Draw the 3D pouring model of impeller casting process in Pro / E software, output STL file, and import it into numerical simulation software AnyCasting for numerical simulation. The casting, core and sand mold shall be made of the corresponding materials in dBASE material warehouse. The pouring time is 14 s, the pouring temperature is 720 ℃, and the furan resin sand and initial temperature are set to 25 ℃; The number of variable grids is expected to be 10 million. Although the more the number of grids is, the more accurate the numerical simulation results are, the more the number of grids is, the more complex the solution process is and the longer the solution time is, so the number of grids should be reasonable; The thermophysical parameters of furan resin sand and silicon aluminum alloy ZL111 are given in Table 1 and table 2 respectively. After the relevant parameters are set, the SOR iterative method is used to numerically simulate and solve the cast impeller.
Fig. 1 is the distribution diagram of the temperature field during the mold filling process of the casting impeller, in which Fig. 1a is the mold filling process diagram when the mold filling time is 4.35 s. The temperature at the bottom of the casting impeller exceeds the liquidus temperature and reaches more than 700 ℃, and then it gradually remains in the liquid state.

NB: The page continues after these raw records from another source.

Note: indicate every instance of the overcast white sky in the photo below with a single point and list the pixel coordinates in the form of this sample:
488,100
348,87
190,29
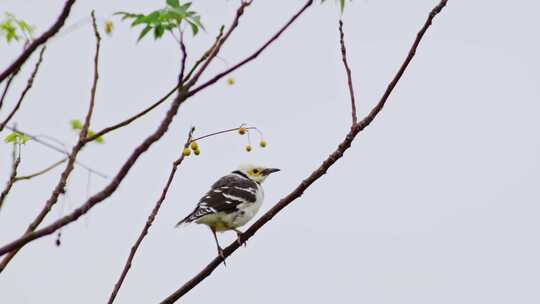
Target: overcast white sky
436,202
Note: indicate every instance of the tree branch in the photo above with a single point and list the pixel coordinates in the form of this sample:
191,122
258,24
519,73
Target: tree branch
205,54
55,148
149,222
114,184
252,56
38,41
40,172
6,88
132,118
315,175
26,89
60,186
11,180
214,51
348,72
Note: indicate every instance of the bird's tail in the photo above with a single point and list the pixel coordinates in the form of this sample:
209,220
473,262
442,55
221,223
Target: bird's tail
188,219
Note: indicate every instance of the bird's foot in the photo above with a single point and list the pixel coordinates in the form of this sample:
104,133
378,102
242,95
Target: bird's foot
222,255
239,238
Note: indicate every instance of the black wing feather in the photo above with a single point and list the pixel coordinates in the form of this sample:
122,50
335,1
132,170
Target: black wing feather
224,196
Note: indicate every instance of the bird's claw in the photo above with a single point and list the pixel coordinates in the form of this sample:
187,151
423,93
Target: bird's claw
222,255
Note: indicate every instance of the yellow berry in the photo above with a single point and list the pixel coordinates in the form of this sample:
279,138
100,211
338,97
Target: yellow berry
109,27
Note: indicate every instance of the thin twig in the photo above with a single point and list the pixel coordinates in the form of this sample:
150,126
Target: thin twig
26,89
38,41
224,131
149,222
60,186
205,54
252,56
40,172
314,176
132,118
109,189
348,72
215,50
11,181
184,57
59,150
6,88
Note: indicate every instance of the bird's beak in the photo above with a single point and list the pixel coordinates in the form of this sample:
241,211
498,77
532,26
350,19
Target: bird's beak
269,171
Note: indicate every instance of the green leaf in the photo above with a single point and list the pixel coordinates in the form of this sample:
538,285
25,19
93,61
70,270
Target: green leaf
17,137
144,32
194,27
173,3
158,31
11,138
98,139
76,124
167,19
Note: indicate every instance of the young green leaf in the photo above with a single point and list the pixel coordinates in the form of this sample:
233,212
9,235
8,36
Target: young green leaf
76,124
17,137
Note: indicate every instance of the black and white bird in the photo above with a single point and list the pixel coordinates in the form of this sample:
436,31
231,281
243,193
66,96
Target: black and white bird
231,202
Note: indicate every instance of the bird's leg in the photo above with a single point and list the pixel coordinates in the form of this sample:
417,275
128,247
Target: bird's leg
220,250
239,237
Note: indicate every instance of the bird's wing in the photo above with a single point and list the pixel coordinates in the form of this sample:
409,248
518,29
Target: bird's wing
225,196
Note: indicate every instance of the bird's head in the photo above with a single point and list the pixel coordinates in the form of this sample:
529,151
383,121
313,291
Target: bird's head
256,173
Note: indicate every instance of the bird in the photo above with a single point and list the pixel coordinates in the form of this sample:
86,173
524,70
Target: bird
231,202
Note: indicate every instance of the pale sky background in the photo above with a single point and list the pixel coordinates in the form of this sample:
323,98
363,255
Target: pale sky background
436,202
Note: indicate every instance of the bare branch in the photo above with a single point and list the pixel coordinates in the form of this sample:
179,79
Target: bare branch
26,89
252,56
40,172
184,57
223,131
215,50
59,150
60,186
132,118
205,54
11,180
314,176
115,183
38,41
348,71
149,222
6,88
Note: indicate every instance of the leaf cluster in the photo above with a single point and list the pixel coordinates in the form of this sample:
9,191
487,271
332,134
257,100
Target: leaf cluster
17,138
165,19
77,125
12,28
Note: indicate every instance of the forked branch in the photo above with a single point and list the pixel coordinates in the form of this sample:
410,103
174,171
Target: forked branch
315,175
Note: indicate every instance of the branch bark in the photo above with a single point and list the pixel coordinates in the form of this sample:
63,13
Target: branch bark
348,72
11,181
60,186
117,180
26,89
315,175
252,56
6,88
39,41
149,222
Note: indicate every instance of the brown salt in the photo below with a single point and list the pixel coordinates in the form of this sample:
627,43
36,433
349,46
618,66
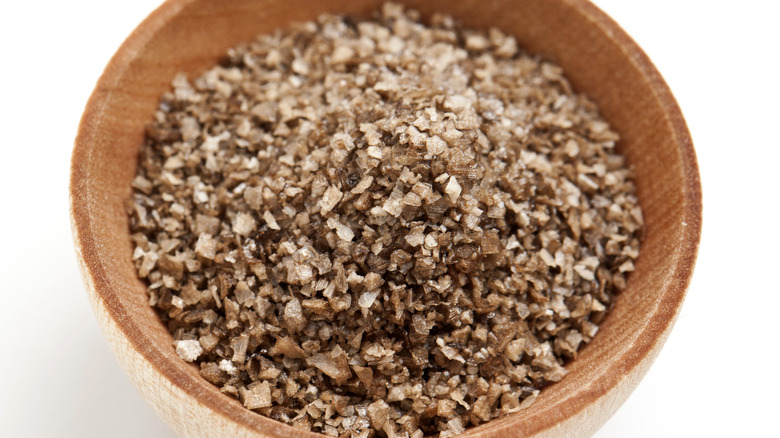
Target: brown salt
382,228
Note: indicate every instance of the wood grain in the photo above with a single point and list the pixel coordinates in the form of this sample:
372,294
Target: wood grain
600,60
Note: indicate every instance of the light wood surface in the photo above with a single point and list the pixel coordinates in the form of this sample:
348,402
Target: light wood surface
600,60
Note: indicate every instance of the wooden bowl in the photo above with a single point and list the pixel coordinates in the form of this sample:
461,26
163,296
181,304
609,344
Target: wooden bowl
600,60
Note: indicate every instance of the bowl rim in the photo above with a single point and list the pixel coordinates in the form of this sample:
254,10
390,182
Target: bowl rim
99,284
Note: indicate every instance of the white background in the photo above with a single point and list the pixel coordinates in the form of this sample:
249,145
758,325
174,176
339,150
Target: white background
716,376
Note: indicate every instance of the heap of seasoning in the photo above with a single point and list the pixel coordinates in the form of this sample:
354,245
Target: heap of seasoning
382,228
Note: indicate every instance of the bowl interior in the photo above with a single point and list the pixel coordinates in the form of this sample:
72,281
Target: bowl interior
599,59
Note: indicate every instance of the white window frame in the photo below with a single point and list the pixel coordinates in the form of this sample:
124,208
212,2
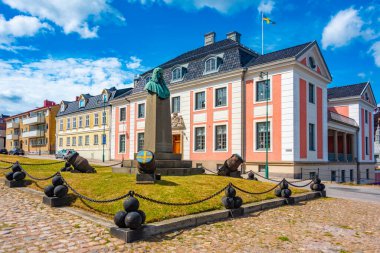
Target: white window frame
221,87
214,137
195,100
254,135
194,138
125,144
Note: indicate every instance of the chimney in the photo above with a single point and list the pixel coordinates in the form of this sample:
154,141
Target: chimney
234,36
210,38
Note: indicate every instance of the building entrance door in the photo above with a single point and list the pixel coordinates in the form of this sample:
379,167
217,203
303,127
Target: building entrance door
177,144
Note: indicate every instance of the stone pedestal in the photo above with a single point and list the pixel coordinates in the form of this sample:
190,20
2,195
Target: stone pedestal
158,126
14,184
56,202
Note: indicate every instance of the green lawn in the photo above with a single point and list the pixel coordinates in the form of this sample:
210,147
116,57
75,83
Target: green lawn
106,185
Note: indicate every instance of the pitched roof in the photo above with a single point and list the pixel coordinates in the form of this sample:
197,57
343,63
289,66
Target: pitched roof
235,56
352,90
93,102
279,55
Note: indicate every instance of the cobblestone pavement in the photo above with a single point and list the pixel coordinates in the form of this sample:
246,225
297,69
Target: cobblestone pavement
325,225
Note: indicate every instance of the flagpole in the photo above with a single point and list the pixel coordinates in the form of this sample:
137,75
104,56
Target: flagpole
262,33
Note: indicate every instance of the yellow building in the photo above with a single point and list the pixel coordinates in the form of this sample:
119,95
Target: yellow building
85,124
33,131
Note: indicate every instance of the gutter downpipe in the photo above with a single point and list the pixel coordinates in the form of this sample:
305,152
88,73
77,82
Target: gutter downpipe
243,119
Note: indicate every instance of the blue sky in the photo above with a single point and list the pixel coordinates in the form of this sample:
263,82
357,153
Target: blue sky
59,49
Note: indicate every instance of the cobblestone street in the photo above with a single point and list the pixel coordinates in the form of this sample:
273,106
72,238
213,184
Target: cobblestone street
327,225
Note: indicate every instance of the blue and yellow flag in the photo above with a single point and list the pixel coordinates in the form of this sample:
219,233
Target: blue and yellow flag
269,21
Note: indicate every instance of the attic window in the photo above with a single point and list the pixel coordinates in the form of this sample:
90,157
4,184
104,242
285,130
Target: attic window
82,103
212,64
312,64
178,74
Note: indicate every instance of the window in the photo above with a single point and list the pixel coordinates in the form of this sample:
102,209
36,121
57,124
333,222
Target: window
211,65
177,74
123,114
199,139
312,137
122,143
74,123
104,118
88,120
261,128
96,119
221,97
176,104
262,90
200,102
140,141
141,111
221,138
311,93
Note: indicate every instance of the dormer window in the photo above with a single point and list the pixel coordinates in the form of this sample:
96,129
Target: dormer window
212,64
82,103
312,64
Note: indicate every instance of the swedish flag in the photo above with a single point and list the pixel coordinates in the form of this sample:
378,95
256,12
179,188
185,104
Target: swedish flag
268,20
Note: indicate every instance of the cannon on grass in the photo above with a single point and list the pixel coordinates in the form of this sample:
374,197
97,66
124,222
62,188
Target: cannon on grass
79,163
230,166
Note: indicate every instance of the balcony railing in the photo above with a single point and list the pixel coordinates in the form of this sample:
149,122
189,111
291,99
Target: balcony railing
13,125
12,137
33,133
340,118
34,120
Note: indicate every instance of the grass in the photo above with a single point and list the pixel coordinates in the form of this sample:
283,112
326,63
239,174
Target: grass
105,185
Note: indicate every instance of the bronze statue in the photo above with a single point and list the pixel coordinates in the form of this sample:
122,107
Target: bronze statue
157,85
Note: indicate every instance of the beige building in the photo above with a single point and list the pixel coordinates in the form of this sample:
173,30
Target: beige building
33,131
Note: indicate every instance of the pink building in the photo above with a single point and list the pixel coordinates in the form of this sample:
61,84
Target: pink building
219,105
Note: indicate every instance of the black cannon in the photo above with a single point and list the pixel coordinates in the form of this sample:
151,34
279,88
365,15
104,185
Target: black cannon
79,163
230,166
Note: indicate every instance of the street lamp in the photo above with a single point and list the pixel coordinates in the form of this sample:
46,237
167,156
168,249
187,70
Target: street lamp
262,74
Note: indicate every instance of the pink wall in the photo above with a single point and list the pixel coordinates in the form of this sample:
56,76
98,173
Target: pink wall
210,153
275,154
303,119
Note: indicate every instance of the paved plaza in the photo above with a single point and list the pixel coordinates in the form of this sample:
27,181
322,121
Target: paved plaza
327,225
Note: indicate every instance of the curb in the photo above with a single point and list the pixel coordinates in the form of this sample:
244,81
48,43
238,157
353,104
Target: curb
162,227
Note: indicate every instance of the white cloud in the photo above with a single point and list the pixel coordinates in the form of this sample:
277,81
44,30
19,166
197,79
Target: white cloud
345,26
342,28
72,15
24,85
266,6
134,63
375,51
225,7
17,27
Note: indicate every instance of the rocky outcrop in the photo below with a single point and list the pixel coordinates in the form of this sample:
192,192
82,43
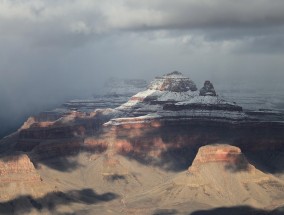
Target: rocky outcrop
207,89
17,168
227,154
174,82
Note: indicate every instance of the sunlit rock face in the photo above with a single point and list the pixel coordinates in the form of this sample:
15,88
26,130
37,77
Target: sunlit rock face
17,168
221,153
175,96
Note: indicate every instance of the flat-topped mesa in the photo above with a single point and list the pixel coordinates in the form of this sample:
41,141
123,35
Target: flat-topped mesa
17,168
207,89
174,82
229,155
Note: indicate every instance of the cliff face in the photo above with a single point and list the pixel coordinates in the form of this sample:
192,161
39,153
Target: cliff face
226,154
162,130
17,168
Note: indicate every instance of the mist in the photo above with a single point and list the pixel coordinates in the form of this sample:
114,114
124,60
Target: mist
53,51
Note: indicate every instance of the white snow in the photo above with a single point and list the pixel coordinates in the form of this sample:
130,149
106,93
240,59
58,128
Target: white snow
210,100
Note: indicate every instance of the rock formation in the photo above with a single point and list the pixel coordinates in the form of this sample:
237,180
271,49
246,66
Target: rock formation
207,89
220,153
142,150
173,82
17,168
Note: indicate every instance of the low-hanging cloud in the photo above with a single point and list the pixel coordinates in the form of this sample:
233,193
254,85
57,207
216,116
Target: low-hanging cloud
53,50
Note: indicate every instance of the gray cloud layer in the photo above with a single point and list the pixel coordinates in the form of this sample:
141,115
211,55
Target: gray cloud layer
55,50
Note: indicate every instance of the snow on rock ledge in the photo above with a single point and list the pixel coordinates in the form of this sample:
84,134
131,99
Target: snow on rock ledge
174,95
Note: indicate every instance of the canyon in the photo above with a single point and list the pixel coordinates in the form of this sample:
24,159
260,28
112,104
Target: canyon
168,149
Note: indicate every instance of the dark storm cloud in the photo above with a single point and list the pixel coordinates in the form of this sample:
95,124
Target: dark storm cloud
51,51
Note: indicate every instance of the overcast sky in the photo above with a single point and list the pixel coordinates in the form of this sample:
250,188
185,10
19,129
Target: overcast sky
53,50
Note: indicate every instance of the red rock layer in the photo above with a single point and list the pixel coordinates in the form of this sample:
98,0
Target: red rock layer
17,168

As the mold filling continues, the metal level in the impeller cavity of the casting rises gradually. As shown in Fig. 1b, when the mold filling time is 10.74 s, the bottom temperature of the casting has been reduced to 650 ℃, and the temperature at the far end of the bottom is still above 700 ℃. When the mold filling rate reaches 14 s, as shown in Fig. 1C, the mold cavity of the casting impeller has been fully filled, and the liquid level rises to the top riser area; The casting impeller adopts top pouring, which has good bottom-up effect in the mold filling process, and the mold is filled at the far end first. The flow rate of liquid metal is fast and stable. Although there is a certain fluctuation in the liquid metal level, there is no splash and obvious insufficient pouring in the whole process, which meets the technical requirements of impeller casting process.
At the initial stage of solidification, the distal edge of the casting impeller begins to solidify first. Fig. 2A shows that when the solid rate is 30%, the thin-walled blades with small middle size at the upper and lower edges of the casting impeller gradually begin to solidify; Fig. 2B shows that when the solid content is 30%, the top riser also gradually begins to solidify with the passage of time, while the temperature in the central area of the cast impeller remains at about 620 ℃; Figure 2C shows that when the solid rate is 98%, the riser has completed solidification, and the temperature gradient in the central area of the whole casting impeller reaches 80 ℃. Therefore, the riser loses the feeding function. As the solidification process is coming to an end, the central circular hole area is the final solidification area, and there is a high probability of casting defects such as shrinkage porosity and shrinkage cavity. Therefore, the solidification sequence of the casting impeller is that the edge part is solidified first, the riser is next, and the middle thick part is the last solidification area. The complete solidification time is 3 538 s.